Write an integral for the area of the surface generated by revolving the curve \( y=\cos (3 x) \) about the \( x \)-axis on \( -\frac{\pi}{9} \leq x \leq \frac{\pi}{9} \). An integral is \( \square \). (Type an exact answer, using \( \pi \) as needed.)

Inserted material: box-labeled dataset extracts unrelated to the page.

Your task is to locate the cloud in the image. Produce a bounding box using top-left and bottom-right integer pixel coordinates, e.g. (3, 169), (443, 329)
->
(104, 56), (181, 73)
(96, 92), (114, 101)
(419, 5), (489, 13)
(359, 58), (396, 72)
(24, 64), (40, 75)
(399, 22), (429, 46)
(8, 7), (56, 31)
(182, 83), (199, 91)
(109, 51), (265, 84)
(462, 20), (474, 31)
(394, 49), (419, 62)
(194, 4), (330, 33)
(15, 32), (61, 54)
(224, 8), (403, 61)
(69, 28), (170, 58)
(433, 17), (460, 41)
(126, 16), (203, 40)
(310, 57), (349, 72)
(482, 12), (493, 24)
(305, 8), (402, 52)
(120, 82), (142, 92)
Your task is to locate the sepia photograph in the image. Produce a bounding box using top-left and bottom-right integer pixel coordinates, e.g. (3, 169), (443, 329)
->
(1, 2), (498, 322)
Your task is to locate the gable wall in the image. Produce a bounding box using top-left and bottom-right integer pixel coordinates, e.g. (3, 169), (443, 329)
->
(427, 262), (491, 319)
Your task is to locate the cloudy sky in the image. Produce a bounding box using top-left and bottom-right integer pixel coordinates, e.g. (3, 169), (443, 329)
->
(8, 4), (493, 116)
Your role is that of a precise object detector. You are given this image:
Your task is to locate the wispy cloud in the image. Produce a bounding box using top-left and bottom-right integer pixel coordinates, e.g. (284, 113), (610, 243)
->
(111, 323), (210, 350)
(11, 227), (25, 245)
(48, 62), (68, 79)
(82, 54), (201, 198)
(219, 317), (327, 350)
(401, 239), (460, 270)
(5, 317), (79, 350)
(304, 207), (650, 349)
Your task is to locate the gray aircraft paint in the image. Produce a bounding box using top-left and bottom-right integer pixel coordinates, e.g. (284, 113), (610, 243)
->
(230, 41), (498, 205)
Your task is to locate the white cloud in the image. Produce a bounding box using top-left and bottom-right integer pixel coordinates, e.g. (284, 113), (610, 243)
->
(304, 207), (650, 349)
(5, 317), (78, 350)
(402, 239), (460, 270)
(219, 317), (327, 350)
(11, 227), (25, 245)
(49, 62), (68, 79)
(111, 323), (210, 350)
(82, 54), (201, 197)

To find the area of the surface generated by revolving the curve \( y = \cos(3x) \) about the \( x \)-axis, we can use the formula for the surface area of revolution: \[ S = 2\pi \int_{a}^{b} y \sqrt{(y')^2 + 1} \, dx \] where \( y' \) is the derivative of \( y \) with respect to \( x \). First, we find the derivative: \[ y' = \frac{d}{dx} (\cos(3x)) = -3\sin(3x) \] Next, we can substitute into the formula. The limits of integration are \( -\frac{\pi}{9} \) and \( \frac{\pi}{9} \), and we have: \[ S = 2\pi \int_{-\frac{\pi}{9}}^{\frac{\pi}{9}} \cos(3x) \sqrt{(-3\sin(3x))^2 + 1} \, dx \] This simplifies to: \[ S = 2\pi \int_{-\frac{\pi}{9}}^{\frac{\pi}{9}} \cos(3x) \sqrt{9\sin^2(3x) + 1} \, dx \] So, the integral is: \[ 2\pi \int_{-\frac{\pi}{9}}^{\frac{\pi}{9}} \cos(3x) \sqrt{9\sin^2(3x) + 1} \, dx. \]